One of the most common peripheral artery disease symptoms is intermittent claudication. This is a condition in which the muscles of the legs tighten up and cause pain during walking, running, or climbing stairs. The cramping and pain tend to subside when the activity stops. The severity of the pain of intermittent claudication will vary widely depending on how far the disease has progressed.

Peripheral artery disease may also cause changes in the physical attributes of the legs. The temperature of the feet or legs may be colder than throughout the rest of the body, due to the reduced amount of circulation they receive. The skin on the feet and legs may also take on a different color than normal. The disease can also result in the formation of sores on the feet and legs that never fully heal.

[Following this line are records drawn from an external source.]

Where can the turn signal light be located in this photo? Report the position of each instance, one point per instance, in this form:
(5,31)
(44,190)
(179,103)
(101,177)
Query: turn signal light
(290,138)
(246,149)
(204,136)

Patients with peripheral artery disease have an abnormal pulse. The area that is most affected by the disease, usually the legs, may have little to no pulse in that area. If a doctor discovers this during a physical examination, he or she may determine it to be a warning sign of the disease, even if it has not been diagnosed, and may order more tests to check for additional peripheral artery disease symptoms.

Peripheral artery disease symptoms can also occur on the skin hair, and nails. The disease can cause the skin to take on a shiny appearance. A person with the condition may start gradually losing the hair on his or her head and may also notice a reduced growth in body hair. The nails, particularly the toenails, may also experience a slower growth than normal.

Although the legs and feet tend to be most affected by the disease, it can also cause symptoms in other extremities of the body. Men with peripheral artery disease may experience erectile dysfunction as a result of the condition. Erectile dysfunction is a condition in which a male has difficulty attaining and keeping an erection, often due to lack of blood flow to the area, and can keep him from being able to have intercourse. It may be able to be treated with a prescription medication to help increase blood flow to the penis.